Baisse des Prix et Pouvoir d’Achat ne font pas bon Ménage

Baisse des Prix et Pouvoir d'Achat ne font pas bon Ménage

Le recul des prix à la consommation, hier souhaité, est agité ce vendredi comme un risque de déflation sous le nez des ménages français qui n’ont pas remarqué la tendance, à vrai dire tout en nuance… Ils attendent donc une communication gouvernementale afin de se faire une religion à propos d’une baisse des prix qu’ils regrettent ne pas avoir vue, et qu’on leur a vendu pendant des mois comme la panacée de la revalorisation du pouvoir d’achat.

Il n’est pas si loin, le temps où le secrétaire d’État à la Consommation Luc Chatel fustigeait les industriels suspects d’entraver la libre concurrence dans les supermarchés. Michel-Édouard Leclerc lui-même se livrait pendant l’été 2007 à une grande campagne d’affichage dénonçant les réticences des grands groupes français de l’agro-alimentaire à faire jouer les règles du marché en toute transparence.

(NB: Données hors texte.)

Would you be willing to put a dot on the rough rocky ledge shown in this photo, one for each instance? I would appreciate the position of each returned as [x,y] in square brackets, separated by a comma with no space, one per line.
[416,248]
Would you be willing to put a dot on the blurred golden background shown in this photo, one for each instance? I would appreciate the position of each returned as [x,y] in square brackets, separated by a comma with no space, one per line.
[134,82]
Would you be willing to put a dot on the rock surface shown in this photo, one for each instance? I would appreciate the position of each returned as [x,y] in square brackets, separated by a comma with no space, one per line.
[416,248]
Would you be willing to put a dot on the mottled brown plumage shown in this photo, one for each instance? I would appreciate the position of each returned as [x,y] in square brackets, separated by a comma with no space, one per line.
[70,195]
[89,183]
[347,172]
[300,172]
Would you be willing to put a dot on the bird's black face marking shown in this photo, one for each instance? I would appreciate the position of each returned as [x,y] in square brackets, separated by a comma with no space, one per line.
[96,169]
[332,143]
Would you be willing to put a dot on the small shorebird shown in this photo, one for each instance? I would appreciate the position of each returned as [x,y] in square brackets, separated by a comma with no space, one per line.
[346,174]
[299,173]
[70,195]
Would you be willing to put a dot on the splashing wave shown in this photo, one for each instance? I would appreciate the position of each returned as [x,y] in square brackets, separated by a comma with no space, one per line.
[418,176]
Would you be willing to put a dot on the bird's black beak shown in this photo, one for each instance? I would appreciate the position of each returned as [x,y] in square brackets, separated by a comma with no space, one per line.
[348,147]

Mais la baisse des prix enregistrée aujourd’hui par l’INSEE n’a plus l’heur de ravir nos fringants libéraux, qui agitent dès à présent le spectre de la déflation sous le nez des consommateurs frileux, dont on a remarqué la veille toute une panoplie d’astuces pour éviter de déverser de pleins chariots de denrées sur le tapis de caisse des supermarchés. Sur un an, le taux d’inflation n’est plus que de 0,7%, son plus bas niveau depuis septembre 1999, alors qu’il avait culminé à 3,6% à l’été 2008 avec la flambée des prix du pétrole.

L’indice des prix harmonisé aux normes européennes (IPCH) a baissé de 0,4% également sur le mois, comme attendu par les économistes interrogés par Reuters, pour un taux annuel de 0,8% qui est le plus bas depuis octobre 1999. Mais une nouvelle fois ce sont les prix de l’énergie, en recul de 2,2% sur le mois et de 9,8% sur un an, qui ont fait la tendance. Les prix des produits pétroliers, en particulier, ont baissé de 3,7% et 18,5% respectivement.

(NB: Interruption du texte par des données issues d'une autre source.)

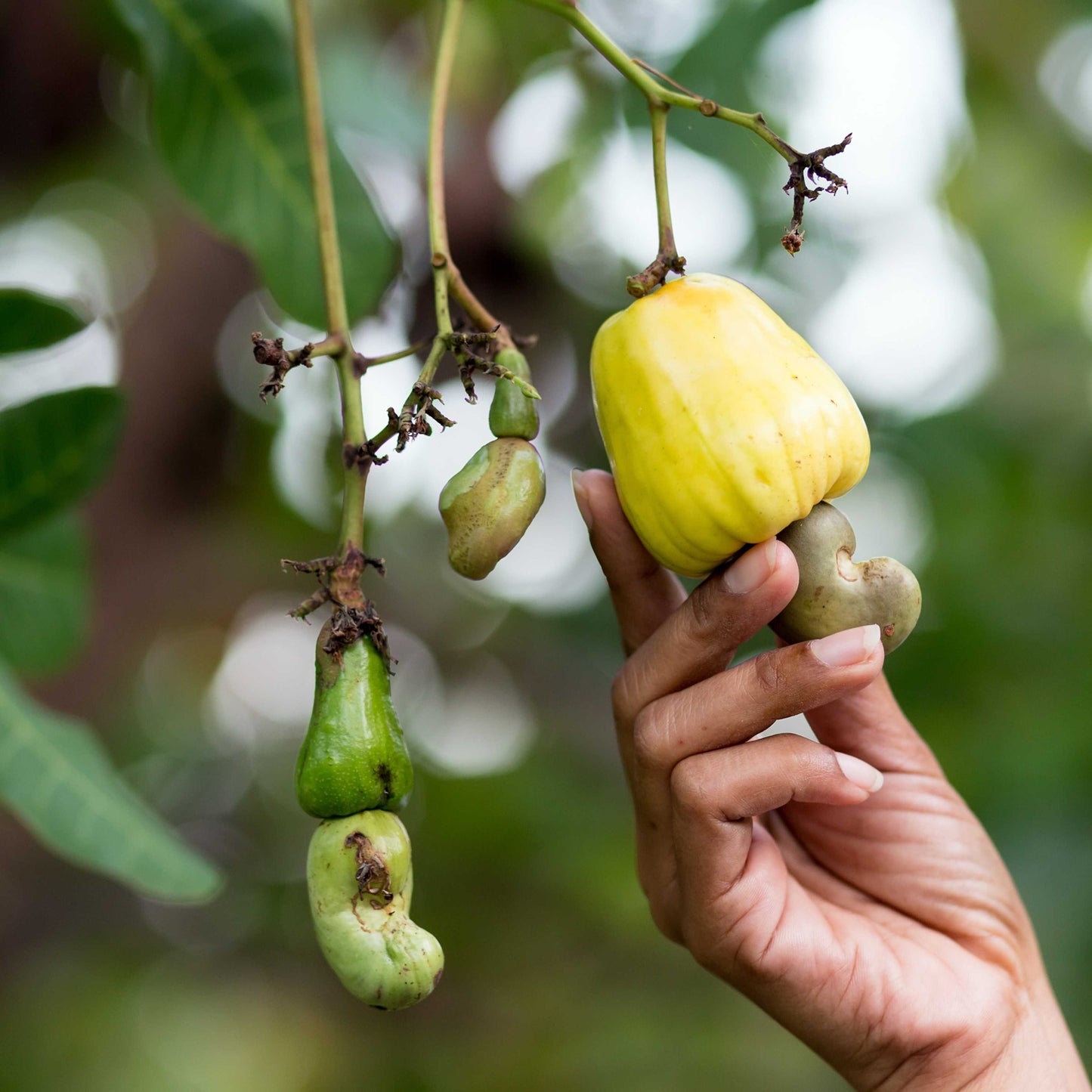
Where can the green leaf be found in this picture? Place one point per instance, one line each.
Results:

À ce rythme, les économistes s’attendent à ce que le taux d’inflation soit rapidement négatif en France et ailleurs dans la zone euro, mais ils écartent dans leur majorité le scénario d’une déflation, caractérisée par une baisse durable des prix qui finit par peser sur la consommation et la production. L’effet des soldes a joué à plein en janvier avec des prix en baisse de 7,5% dans l’habillement et les chaussures par rapport à décembre, alors qu’à l’inverse les prix ont progressé de 0,6% dans l’alimentation, et même de 4,7% dans l’alimentation hors produits frais.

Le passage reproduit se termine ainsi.